Perlmann apologized and went to the bathroom, where he ran warm water over his cold hands for several minutes. He had to gain time above all, and then make sure that she did most of the talking. Back in the room he suggested having a coffee at the marina. He liked the light and the smell when the sun broke through after a rain shower, as it was doing now.
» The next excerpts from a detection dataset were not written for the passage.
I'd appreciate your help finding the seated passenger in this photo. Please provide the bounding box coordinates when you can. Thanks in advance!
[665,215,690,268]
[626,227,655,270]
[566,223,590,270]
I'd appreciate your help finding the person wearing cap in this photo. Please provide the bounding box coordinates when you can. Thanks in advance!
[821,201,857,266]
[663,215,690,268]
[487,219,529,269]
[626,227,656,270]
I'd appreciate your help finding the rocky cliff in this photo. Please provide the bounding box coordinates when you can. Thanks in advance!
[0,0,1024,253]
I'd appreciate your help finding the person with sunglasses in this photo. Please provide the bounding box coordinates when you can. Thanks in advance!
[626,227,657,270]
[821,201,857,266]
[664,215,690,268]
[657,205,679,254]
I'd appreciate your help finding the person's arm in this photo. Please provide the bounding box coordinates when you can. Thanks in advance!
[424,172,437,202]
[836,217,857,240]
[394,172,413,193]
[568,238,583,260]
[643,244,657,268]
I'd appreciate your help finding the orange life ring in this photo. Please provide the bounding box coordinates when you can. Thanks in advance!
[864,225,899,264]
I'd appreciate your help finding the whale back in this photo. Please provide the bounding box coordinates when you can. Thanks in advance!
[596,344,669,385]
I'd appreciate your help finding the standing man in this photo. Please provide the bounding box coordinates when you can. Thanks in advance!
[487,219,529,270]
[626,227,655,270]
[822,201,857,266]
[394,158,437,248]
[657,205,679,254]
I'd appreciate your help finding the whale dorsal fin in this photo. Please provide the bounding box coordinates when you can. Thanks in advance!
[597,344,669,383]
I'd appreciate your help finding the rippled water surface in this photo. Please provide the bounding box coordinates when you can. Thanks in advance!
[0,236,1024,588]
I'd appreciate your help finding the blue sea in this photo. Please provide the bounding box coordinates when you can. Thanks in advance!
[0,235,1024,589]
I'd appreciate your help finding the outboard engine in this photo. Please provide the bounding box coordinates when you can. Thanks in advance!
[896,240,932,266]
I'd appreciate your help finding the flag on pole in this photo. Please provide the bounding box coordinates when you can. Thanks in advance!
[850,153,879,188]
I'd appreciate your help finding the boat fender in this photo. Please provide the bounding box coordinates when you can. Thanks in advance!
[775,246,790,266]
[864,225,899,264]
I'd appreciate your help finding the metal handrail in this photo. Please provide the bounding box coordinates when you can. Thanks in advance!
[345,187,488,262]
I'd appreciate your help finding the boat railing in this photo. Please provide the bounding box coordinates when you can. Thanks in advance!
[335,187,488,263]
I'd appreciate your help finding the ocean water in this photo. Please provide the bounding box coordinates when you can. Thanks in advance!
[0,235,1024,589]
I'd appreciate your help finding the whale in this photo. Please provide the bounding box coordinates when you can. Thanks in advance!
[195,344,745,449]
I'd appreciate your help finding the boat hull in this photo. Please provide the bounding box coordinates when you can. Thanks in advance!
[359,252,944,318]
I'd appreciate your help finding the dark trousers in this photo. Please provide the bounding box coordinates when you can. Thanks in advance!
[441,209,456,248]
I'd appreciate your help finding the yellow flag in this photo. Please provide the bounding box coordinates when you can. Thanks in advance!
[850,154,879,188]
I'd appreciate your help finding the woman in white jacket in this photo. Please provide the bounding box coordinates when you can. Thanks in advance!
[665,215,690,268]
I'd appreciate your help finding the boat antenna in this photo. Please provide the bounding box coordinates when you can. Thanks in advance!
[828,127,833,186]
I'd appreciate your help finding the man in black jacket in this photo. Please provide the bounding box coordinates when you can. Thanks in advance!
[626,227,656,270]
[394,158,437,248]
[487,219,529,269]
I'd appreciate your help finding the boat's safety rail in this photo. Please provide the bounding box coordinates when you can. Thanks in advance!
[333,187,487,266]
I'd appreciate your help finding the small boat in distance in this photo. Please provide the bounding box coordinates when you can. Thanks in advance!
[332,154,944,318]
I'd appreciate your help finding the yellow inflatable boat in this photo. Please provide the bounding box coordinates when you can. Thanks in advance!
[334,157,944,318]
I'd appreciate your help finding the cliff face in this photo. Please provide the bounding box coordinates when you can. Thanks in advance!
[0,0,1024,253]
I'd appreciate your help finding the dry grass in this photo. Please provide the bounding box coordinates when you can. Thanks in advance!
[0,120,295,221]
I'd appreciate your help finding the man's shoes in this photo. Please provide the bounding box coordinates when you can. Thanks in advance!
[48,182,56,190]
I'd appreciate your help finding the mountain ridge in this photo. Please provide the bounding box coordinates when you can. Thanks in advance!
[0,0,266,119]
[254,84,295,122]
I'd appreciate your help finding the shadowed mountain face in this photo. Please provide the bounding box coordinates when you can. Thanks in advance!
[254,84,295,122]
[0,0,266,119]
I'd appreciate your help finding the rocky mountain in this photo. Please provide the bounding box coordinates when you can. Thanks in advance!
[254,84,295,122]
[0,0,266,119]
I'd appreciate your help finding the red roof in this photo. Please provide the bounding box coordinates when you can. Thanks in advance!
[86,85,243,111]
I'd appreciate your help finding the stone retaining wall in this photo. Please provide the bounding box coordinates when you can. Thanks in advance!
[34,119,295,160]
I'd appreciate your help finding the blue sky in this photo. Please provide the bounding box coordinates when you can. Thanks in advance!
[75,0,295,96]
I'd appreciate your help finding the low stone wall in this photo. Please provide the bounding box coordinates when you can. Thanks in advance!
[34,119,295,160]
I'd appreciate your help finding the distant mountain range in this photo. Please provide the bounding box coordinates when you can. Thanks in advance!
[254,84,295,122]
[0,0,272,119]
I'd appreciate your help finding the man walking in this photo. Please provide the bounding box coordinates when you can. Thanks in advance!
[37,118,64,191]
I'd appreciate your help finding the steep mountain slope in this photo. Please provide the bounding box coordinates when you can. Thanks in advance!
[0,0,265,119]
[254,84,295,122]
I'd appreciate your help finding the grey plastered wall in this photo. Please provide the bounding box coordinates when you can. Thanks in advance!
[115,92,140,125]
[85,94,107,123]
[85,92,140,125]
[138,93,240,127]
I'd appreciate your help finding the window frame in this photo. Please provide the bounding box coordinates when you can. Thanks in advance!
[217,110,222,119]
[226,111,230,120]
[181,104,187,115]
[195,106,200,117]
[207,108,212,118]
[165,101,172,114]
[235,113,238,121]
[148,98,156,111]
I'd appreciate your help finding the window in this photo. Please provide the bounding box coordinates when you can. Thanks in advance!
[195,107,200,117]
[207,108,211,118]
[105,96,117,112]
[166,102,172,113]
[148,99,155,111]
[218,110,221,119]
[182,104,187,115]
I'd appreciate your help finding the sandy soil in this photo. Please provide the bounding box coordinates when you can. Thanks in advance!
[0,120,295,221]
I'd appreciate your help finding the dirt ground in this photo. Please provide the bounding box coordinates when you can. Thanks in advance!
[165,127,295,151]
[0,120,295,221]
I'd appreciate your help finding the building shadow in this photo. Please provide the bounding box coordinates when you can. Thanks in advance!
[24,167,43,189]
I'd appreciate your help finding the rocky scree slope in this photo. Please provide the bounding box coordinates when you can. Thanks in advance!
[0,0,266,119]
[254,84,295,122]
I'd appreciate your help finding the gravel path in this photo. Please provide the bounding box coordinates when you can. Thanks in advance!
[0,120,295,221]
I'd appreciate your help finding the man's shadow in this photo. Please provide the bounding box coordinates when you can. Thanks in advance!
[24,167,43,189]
She found the idea of remembered scenes into which, even if it wasn’t done explicitly, one projected an image of oneself, illuminating, and was beginning to consider how this might relate to scenes from dreams and fantasies. Sometimes she leaned back, arms folded over her head, her eyes gazing through half-closed lids at the sea, and thought out loud about examples. She was so keyed up that she gave a start when the waiter appeared, and knocked a coffee cup out of his hand as her arm came down. Then, when the waiter flirted with her and forgave her everything, Perlmann heard her speaking Italian for the second time. She spoke it as effortlessly as she did Spanish, only the harsh vowels were unusual. Her mother had been Italian, she explained, and both were spoken casually at home.

‘Like with Giorgio, except that it was the other way round. We often laughed, because we didn’t know which we should apologize for. His suggestion is: until twenty-three minutes past two Spanish, after that Italian,’ she laughed.

This interlude had not, as Perlmann had hoped, distracted her from the subject, and now she asked him whether, in the case of memory, he knew a reason why the differentiation of the introduced self-image had to occur in the medium of language. She herself had long been in search of a corresponding explanation for the case of fantasy and will. It wasn’t enough for her, she said with a face on which Perlmann suddenly thought he was seeing her matte-silver glasses for the first time, that there was a clear connection between the development of the abilities in question. She wanted something that could make visible a closer, a deeper, connection, so to speak, between the phenomena. Could he help her with that?